Un segundo momento podríamos asociarlo al actual periodo gubernamental iniciado el año 2010. Durante estos años se abandonó aquellas tareas iniciales de liberación nacional y recuperación de la soberanía sobre los recursos naturales que había emprendido en el primer periodo. Destaca la indisimulada inclinación por impulsar el extractivismo salvaje, los grandes megaproyectos desarrollistas, el establecimiento de alianzas y acuerdos con sectores tradicionalmente reaccionarios y opositores al proceso, y la concesión increíble de diferente tipo de “incentivos” dirigidos al capital transnacional y nativo, y a los intereses antinacionales, para que se animen a emprender el sueño de alcanzar aquel espejismo o quimera del progreso capitalista que se había enseñoreado como consecuencia de la bonanza económica. En este contexto, destaca un enorme despliegue del aparato gubernamental que persuadido por esas prioridades, se vuelca a la tarea de instalar un sentido común acrítico, dócil y manipulable que, en base a acciones francamente represivas, divisionistas o, por el contrario, prebendales, asistencialistas y/o de cooptación dirigencial, se concentra en las diversas organizaciones y sectores sociales, a los que busca conquistar a la causa oficialista. La idea es lograr la repetición mecánica, temerosa y/o servil de una agenda impuesta que no responde a los intereses populares y tampoco a lo que manda la Constitución Política del Estado. Estamos hablando por ejemplo de energía atómica, potencia continental, desarrollismo faraónico, extractivismo salvaje, etc.

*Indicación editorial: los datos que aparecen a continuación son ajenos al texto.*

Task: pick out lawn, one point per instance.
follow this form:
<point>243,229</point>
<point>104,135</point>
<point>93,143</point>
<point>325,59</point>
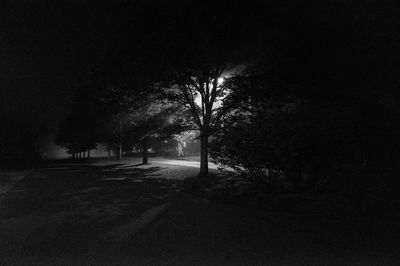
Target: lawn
<point>122,213</point>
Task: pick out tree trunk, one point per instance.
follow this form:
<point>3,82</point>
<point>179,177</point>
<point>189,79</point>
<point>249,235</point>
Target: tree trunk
<point>119,155</point>
<point>145,151</point>
<point>203,154</point>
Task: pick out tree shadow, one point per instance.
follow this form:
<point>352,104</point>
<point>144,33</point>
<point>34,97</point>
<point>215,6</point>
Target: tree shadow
<point>88,193</point>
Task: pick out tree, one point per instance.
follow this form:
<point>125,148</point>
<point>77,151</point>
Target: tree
<point>158,121</point>
<point>198,66</point>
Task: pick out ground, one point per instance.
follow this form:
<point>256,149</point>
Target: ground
<point>123,213</point>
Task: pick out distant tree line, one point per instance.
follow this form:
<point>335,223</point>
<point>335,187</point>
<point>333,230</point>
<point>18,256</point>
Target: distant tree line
<point>291,105</point>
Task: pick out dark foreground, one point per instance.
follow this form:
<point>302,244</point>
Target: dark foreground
<point>120,213</point>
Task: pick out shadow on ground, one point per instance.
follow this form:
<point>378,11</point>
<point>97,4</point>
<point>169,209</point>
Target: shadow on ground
<point>58,211</point>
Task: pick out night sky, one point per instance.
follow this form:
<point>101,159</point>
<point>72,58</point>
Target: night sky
<point>44,50</point>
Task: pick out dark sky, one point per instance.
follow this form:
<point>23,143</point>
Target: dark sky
<point>43,50</point>
<point>46,46</point>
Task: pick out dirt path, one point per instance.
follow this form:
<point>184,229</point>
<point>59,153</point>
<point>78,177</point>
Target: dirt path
<point>120,213</point>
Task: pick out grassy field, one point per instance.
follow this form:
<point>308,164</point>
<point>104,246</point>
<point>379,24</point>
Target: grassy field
<point>105,212</point>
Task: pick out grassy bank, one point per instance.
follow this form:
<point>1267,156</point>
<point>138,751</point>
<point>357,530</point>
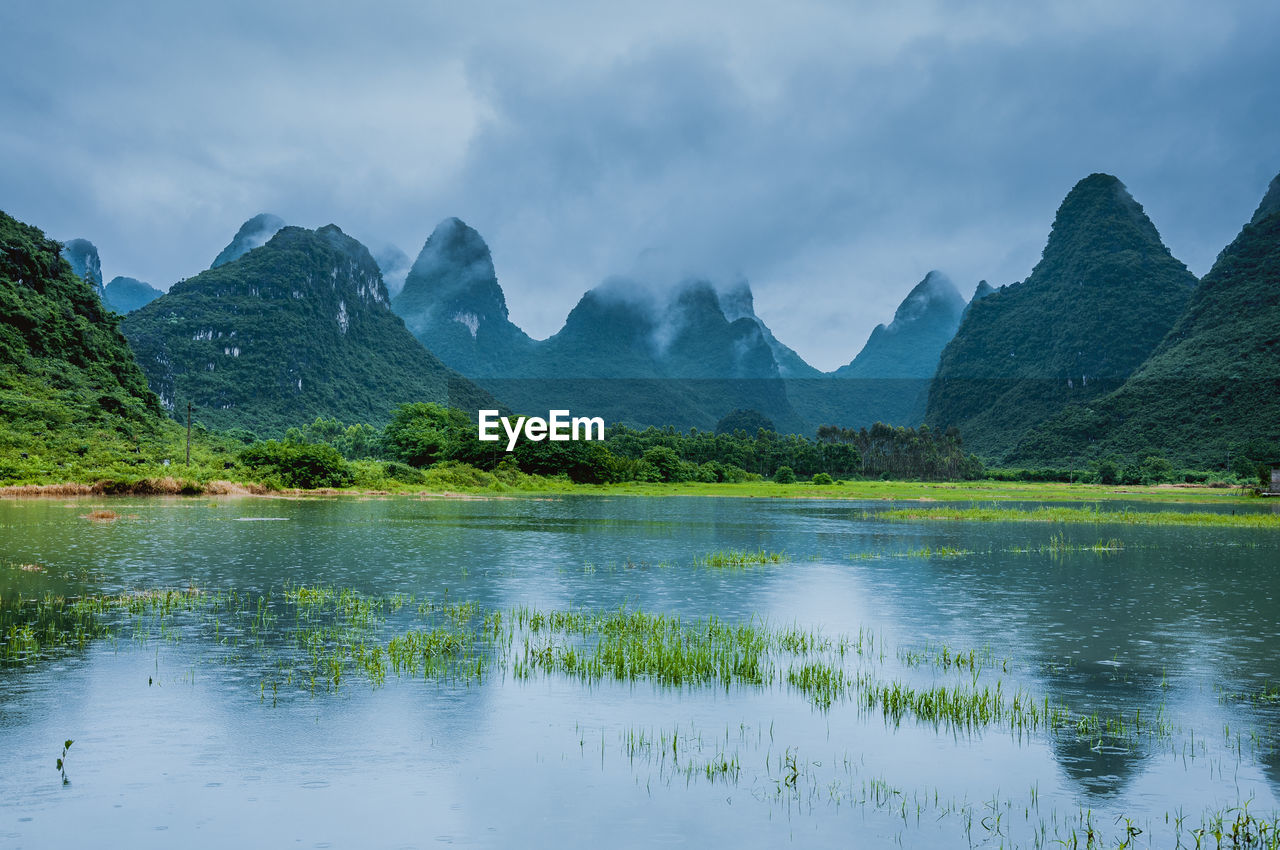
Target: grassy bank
<point>373,478</point>
<point>1088,515</point>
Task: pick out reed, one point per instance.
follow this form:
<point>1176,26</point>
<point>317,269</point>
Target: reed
<point>1084,515</point>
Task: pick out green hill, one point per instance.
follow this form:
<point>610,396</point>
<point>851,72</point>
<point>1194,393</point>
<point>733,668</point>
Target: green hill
<point>684,357</point>
<point>1211,391</point>
<point>85,261</point>
<point>291,330</point>
<point>888,380</point>
<point>251,234</point>
<point>453,305</point>
<point>1104,295</point>
<point>68,382</point>
<point>126,295</point>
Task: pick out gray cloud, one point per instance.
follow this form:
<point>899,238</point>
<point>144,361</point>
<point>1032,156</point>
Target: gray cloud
<point>830,152</point>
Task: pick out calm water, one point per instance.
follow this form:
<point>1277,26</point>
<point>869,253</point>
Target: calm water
<point>176,744</point>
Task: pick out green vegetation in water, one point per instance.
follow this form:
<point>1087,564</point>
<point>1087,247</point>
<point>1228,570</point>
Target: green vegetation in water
<point>1059,545</point>
<point>1091,515</point>
<point>923,552</point>
<point>739,560</point>
<point>62,761</point>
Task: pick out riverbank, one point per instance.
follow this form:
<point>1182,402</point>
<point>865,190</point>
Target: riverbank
<point>543,487</point>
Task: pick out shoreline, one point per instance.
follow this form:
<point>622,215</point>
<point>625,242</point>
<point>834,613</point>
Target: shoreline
<point>981,490</point>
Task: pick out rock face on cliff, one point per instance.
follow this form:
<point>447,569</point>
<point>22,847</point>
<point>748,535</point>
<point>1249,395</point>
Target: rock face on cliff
<point>1104,295</point>
<point>293,330</point>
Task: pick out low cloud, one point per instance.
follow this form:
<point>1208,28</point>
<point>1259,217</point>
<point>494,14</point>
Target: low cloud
<point>832,154</point>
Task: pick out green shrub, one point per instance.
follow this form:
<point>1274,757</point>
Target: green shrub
<point>297,465</point>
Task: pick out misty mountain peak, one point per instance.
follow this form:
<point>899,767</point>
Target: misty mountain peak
<point>126,295</point>
<point>737,301</point>
<point>394,265</point>
<point>1097,223</point>
<point>910,344</point>
<point>1270,204</point>
<point>85,261</point>
<point>453,274</point>
<point>452,302</point>
<point>935,295</point>
<point>251,234</point>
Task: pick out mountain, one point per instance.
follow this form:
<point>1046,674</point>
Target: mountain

Un tercer momento, no menos importante, es el que podríamos denominar como la coyuntura eleccionaria, que para el gobierno tiene un carácter permanente desde hace varios años, porque todas las acciones oficiales se han convertido en una tarea de campaña política para reproducir el gobierno a como dé lugar. Este enfoque que de por sí no es malo, pero que ciertamente implica abandonar las tareas de transformación y cambio para priorizar el control del Estado y el gobierno, ha derivado en una lucha cruenta e incesante que se ha insertado en el imaginario popular para acceder y formar parte del aparato público. Es decir, ha trastocado y envilecido la dinámica de la correlación de fuerzas, para convertirlas en una ambición por el poder que ha hecho presa de las organizaciones sociales que se debaten por alcanzar este objetivo.

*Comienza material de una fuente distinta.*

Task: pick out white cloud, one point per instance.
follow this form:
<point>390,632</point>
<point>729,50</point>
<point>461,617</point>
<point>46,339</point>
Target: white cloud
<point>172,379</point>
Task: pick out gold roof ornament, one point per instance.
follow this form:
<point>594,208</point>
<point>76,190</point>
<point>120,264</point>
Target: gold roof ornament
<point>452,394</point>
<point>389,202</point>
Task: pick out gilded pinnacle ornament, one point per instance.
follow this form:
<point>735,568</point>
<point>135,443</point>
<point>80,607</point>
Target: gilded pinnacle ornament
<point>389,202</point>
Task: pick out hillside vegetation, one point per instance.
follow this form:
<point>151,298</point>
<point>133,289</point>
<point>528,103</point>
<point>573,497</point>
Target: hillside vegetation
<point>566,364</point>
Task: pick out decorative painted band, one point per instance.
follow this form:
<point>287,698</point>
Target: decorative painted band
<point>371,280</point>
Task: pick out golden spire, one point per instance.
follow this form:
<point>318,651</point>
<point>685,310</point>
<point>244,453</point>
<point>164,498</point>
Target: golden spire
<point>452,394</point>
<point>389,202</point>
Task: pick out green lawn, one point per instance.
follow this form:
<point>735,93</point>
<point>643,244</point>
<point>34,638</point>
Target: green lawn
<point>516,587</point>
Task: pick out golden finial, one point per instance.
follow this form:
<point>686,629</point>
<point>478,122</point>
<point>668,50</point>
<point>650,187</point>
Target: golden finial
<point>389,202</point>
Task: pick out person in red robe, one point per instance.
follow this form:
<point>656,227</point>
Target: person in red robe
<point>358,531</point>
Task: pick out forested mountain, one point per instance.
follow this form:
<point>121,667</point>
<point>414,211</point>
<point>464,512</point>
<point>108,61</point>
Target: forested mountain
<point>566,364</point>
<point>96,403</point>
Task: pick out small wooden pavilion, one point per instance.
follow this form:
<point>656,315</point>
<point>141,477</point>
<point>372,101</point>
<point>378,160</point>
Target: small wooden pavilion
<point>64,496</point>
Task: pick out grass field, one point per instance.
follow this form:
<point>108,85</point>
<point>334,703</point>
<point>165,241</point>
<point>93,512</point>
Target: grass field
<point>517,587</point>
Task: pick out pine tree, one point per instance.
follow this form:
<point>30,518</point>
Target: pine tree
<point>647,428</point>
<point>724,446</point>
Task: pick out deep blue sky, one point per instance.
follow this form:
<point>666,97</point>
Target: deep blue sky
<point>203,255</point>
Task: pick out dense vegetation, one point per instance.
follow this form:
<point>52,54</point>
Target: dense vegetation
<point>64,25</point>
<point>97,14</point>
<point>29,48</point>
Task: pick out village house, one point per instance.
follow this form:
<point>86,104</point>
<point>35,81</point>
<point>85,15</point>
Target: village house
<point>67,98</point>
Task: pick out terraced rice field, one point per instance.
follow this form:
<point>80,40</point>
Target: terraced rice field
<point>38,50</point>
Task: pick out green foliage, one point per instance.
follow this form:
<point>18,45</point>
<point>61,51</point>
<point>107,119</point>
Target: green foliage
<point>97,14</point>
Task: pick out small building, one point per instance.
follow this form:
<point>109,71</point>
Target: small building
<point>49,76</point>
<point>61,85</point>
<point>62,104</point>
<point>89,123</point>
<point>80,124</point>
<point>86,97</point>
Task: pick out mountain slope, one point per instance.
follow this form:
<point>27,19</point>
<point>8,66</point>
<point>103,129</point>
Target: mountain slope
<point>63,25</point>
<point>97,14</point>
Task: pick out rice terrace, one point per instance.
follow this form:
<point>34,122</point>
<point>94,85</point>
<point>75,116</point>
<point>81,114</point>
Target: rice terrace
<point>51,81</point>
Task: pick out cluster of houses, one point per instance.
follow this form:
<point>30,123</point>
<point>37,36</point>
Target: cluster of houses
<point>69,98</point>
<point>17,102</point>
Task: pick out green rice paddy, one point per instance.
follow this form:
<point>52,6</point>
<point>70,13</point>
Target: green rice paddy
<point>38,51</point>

Es como si se hubiese producido un desfase de tiempo, lugar y circunstancias, que en vez de en vez de contribuir y facilitar la realización de aquellas tareas estratégicas nacionales de transformación y cambio, la entorpecen y anulan, a cambio de priorizar y privilegiar una ambición inmediatista que se conforma con la toma democrática del poder, para reproducir un Estado conservador, cuyo modelo no tiene nada que ver con aquel perfilado por las luchas populares y la Constitución, o sencillamente es su antípoda.

Por ello puede inferirse que se trata de un Estado de inercia (en tanto situación y ente social), que no tiene la capacidad, las fuerzas o la iniciativa propia para salir de esa quietud o reposo aparentes, porque se ha abandonado a una correlación que prefiere reproducirse en el gobierno, sin percatarse que ello también se traduce en el abandono de las tareas de transformación y cambio.

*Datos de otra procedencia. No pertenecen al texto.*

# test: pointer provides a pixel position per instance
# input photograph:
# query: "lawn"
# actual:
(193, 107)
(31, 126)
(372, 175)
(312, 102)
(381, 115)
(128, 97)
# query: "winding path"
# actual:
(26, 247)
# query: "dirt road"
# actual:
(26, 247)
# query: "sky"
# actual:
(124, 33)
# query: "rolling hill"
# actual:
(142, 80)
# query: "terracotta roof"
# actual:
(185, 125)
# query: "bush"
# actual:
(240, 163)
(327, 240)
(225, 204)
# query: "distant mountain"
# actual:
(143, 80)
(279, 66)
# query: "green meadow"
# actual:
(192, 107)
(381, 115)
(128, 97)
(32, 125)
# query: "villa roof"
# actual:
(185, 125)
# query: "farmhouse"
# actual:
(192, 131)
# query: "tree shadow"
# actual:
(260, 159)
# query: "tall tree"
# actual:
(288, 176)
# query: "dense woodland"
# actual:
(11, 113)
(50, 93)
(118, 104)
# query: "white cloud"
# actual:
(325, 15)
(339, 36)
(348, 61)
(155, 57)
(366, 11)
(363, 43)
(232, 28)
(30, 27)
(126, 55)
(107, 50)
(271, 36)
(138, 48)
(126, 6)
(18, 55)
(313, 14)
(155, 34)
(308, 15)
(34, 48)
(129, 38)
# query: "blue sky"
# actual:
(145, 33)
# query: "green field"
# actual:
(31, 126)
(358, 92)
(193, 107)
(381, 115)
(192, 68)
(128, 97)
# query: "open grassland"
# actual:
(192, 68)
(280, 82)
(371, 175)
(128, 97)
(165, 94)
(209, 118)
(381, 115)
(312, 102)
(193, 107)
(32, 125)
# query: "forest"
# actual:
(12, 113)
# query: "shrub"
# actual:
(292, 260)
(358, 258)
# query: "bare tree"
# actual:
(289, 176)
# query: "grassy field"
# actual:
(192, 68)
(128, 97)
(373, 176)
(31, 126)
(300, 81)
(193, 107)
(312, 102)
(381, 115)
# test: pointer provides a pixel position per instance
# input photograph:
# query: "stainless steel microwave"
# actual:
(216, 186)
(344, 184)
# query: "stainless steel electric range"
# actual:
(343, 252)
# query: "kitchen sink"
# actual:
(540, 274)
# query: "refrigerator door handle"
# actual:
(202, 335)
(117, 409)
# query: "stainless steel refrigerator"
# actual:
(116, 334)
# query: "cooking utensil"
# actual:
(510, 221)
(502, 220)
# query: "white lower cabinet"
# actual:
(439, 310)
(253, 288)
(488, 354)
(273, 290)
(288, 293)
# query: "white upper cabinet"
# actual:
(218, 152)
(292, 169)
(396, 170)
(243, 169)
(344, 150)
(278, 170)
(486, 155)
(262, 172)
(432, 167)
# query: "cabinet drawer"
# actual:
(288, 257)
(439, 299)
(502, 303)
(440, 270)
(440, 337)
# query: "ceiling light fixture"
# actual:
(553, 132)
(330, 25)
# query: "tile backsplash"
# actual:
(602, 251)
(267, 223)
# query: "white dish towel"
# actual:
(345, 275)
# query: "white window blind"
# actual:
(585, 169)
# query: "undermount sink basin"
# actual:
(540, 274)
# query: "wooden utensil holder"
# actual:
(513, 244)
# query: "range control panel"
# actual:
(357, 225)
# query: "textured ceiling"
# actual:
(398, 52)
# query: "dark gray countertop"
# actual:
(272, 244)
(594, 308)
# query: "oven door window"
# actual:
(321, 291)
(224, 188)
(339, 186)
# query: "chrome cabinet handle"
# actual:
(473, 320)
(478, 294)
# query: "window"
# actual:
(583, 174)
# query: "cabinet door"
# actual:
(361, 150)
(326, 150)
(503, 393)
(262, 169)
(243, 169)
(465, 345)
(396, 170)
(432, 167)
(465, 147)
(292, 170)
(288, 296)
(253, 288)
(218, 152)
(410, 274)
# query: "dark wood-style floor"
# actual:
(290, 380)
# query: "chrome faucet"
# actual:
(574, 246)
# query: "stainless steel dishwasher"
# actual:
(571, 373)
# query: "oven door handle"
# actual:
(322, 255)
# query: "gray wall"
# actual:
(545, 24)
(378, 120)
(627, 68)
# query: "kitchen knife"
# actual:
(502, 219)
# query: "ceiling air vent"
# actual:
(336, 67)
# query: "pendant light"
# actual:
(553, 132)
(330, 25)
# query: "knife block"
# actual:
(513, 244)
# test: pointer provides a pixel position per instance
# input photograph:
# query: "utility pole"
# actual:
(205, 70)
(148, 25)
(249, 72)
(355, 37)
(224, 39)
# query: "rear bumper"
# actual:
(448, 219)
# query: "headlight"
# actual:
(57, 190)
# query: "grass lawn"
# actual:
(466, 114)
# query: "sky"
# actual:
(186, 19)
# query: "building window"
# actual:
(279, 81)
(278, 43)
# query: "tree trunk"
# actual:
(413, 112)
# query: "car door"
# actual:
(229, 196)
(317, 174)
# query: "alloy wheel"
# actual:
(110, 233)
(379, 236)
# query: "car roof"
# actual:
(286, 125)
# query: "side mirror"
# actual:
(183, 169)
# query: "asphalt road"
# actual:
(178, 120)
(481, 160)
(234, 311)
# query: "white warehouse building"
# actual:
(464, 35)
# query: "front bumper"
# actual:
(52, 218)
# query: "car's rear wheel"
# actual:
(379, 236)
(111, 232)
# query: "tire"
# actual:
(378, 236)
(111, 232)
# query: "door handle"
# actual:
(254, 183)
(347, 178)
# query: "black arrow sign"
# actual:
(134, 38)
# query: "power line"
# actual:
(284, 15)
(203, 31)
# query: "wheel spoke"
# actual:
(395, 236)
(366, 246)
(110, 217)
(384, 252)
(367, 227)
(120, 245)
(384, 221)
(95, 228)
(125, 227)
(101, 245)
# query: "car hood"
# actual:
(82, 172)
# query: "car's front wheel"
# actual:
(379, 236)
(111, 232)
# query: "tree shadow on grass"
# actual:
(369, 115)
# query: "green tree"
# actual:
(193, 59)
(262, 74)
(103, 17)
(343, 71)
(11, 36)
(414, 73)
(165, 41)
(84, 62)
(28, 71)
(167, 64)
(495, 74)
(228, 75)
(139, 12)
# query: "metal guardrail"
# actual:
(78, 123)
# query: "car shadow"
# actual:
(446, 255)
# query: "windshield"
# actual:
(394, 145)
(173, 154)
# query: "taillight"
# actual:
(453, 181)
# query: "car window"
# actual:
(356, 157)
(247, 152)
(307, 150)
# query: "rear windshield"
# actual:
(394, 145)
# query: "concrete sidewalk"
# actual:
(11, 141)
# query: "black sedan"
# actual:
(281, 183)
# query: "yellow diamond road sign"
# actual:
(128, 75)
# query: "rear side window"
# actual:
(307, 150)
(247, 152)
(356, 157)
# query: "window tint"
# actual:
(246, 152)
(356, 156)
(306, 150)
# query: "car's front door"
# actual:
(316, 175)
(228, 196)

Como en política y en física (lo mismo que en la vida), no existe la inercia permanente, solo queda esperar que dicha correlación de fuerzas se corrija para generar su propia dinámica de movimiento y transformación; o que, tarde o temprano, se desarrollen nuevas fuerzas (eventualmente externas), que anularán ese estado de quietud y emprenderán las acciones abandonadas, devolviéndole a su turno aquella dinámica perdida.

 

Arturo D. Villanueva Imaña, Sociólogo, boliviano.